The police officer stood over the trail of blood, which extended nearly twelve feet from the curb where the car was, across the grassy divider to the far edge of the sidewalk. There was more. It trailed off somewhere into the darkness. His hands were cold, trembling, bone white. He blew warm doughnut breath inside his cupped palms. Yum-Yum Doughnuts, just down the street, best in town.
Although the day was still dark, a dim glow over the eastern horizon was slowly bleeding into the rest of the blackened sky. The sun would soon emerge, appear right between the two highest peaks of the Rincon Mountains, light the city, heat things up a little, resurrect the inhabitants—most of them anyway. As it was, the air was still a degree or two below freezing. Tucson rarely got that cold. But for several weeks now, the weather had been perverse. The desert was supposed to be hot and dry, with an occasional monsoon blowing through near the end of summer. There was dust, pollen, and Valley Fever, but never much need for a thick Dow jacket. Snowbirds migrated to Tucson for the winter to warm their aging bones, relax, play a little golf, swim, Jacuzzi, plant a garden, make a batch of Prickly Pear jam, and slow traffic. Above all, it was a place where no one had to worry about shoveling snow off the driveway. It was also supposed to be a relatively safe place to live. But things change.
The keys were still in the ignition, the engine idling, the headlights funneling through the early morning mist. The radio dial, a green and eerie glow emanating from the cab, was set to a fifties station—the music blaring, with too much bass, too much fluttering from the worn out speakers. It was a blue '91 Toyota Corolla, with a torn interior, cracked plastic dash (the searing Tucson sun constantly beating down; happens all the time). And there was this flagrant patch of gray primer outside on the driver's side. The passenger door was open, swung wide, the seat inside drenched.
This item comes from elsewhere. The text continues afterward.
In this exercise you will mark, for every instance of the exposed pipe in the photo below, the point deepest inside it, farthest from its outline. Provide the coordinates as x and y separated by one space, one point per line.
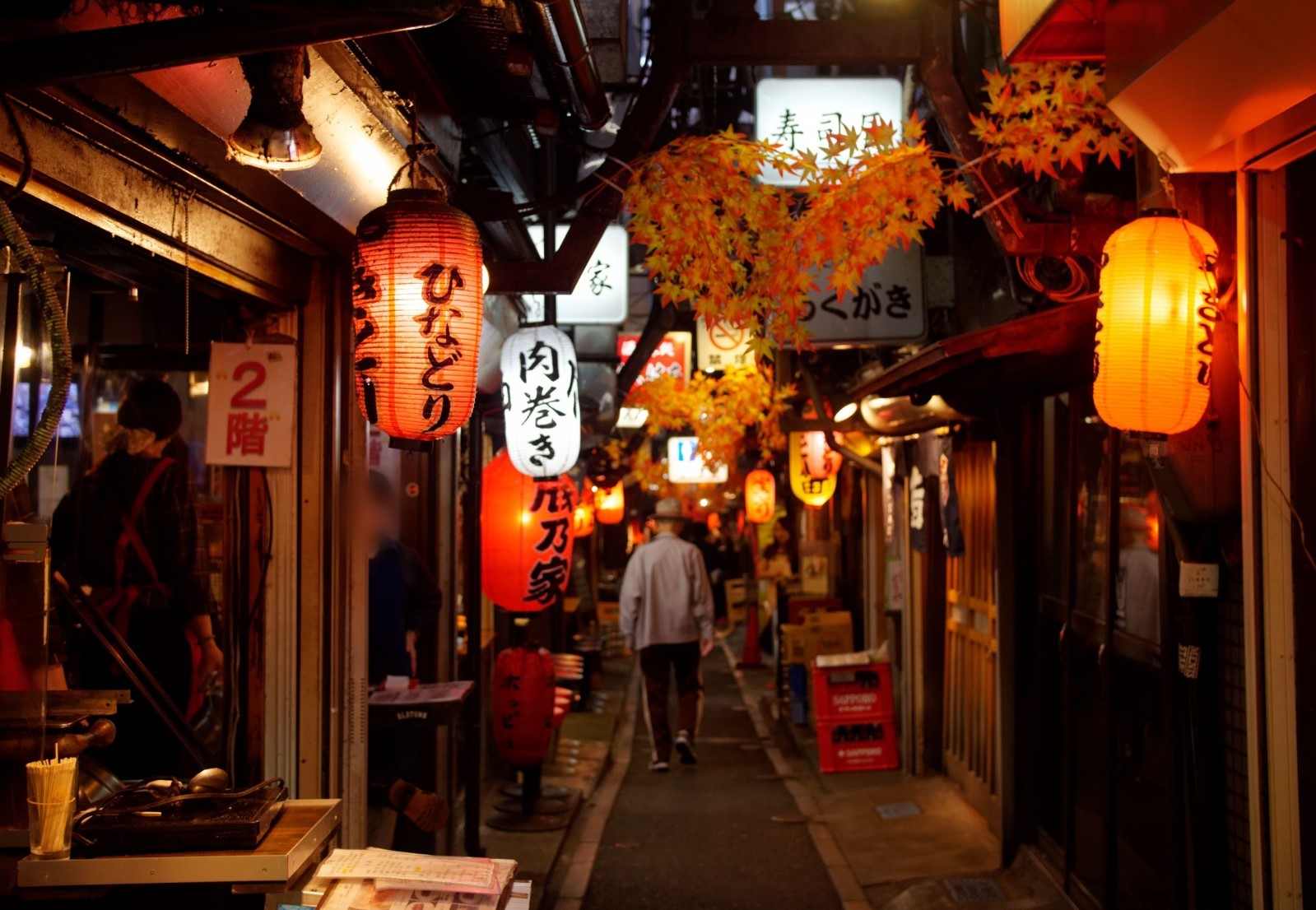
562 26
The policeman put his hand on the roof of the car to steady himself. The smell was putrid: insides that should not be outside. There was a blue Playboy Bunny air freshener hanging from the rearview mirror. Apart from the radio, the only sound was the steady gust of wind and the policeman’s own wheezing doughnut breath. The trail of blood led away from the car along the sidewalk toward a row of hedges near a white, two-story building.
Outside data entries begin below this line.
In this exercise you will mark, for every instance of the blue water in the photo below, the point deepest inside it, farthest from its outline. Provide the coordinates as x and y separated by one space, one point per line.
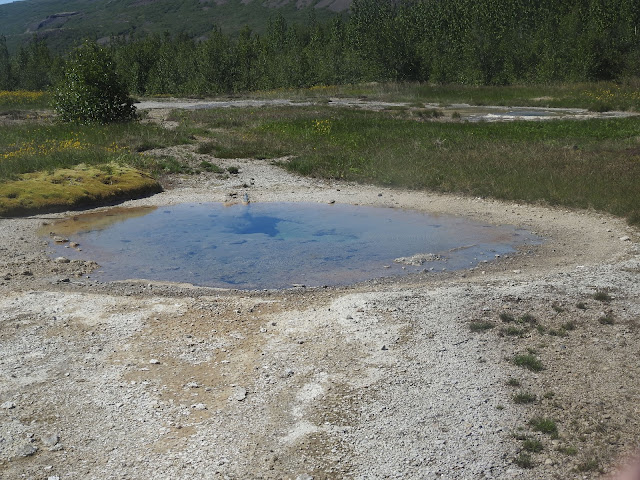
277 245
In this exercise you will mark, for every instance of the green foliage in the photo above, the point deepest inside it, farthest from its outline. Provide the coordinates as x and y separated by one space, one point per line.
530 362
91 91
485 42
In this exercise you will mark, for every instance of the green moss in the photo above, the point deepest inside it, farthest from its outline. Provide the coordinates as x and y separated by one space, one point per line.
70 188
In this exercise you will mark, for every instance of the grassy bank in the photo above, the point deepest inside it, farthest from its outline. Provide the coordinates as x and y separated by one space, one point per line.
47 166
584 164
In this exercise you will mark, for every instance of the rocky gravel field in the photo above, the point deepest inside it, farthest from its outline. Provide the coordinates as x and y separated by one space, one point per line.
526 367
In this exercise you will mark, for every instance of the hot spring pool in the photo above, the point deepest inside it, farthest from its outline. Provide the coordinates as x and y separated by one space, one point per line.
278 245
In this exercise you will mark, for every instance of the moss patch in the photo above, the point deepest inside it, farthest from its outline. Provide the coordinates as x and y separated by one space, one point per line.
75 187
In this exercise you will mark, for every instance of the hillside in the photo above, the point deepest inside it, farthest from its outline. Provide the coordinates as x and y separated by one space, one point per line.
64 22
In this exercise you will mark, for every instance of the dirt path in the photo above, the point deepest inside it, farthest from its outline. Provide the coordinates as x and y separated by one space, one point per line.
144 380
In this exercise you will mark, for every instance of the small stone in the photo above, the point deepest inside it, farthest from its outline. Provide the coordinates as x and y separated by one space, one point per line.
238 394
51 440
27 450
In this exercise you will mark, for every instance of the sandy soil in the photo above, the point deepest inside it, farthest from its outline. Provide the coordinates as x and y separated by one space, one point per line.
386 379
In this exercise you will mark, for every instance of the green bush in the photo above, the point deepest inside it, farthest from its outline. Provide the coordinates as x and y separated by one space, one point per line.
90 90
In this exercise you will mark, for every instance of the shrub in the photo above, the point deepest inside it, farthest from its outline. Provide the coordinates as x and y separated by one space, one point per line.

After graduating from the police academy and sweating out six months of subsequent unemployment, Ray Mendoza had finally been hired by the University of Arizona Campus Police Department. It took him a year and a half to get into the academy. He originally intended to go to college, then on to law school, but just before high school graduation, he and his girlfriend became invincible. The rabbit died anyway. The two were married and came up with an alternative plan: Ray would go through the police academy, then be recruited by the Sheriff's Department, command a good salary, gain immediate respect and prominence, prosper. Law school would come later. And so, he would accept nothing less. But the county-wide hiring freeze in law enforcement put an immediate damper on those aspirations as well, and after spending six arduous months in the apartment alone with his two-year-old son while his wife worked at a silk screening place in the mall, Ray was ready for anything.
So he thought.
Sunlight began to spill over the mountaintops, casting a beam down to the sidewalk where the wetness now sparkled. The victim, bleeding massively, had fallen out of the car and onto the sidewalk, lingered a moment, then somehow managed to get back up again and walk, stumble, or crawl to the hedges—where Ray would now find the body.
The first thing he saw was a hand—stiff, clutching air. Ray slowly leaned over the hedge, far enough to see the body of a young man whose eyes were wide open, but dull, not glassy. The throat had been slashed at the jugular. Since most of his blood was on the sidewalk and a good amount splattered all over the front of his white shirt and cheap tweed sports coat, his skin was overly pale, even for such deplorably frigid weather. The young man's mouth was gaping; he had not been ready or willing to exit this life. And yet he was long gone.
A burst of freezing night wind blew into Ray's face, and his eyes began to water. He shook his head, pulled out a cigarette, and lit up. He inhaled for a long moment, trying to warm his whole body. Tried to relax. Let out smoke and doughnut breath. Then he dropped the cigarette, convulsed, and there was vomit.
A plain glazed doughnut and a chocolate bear claw with candy sprinkles.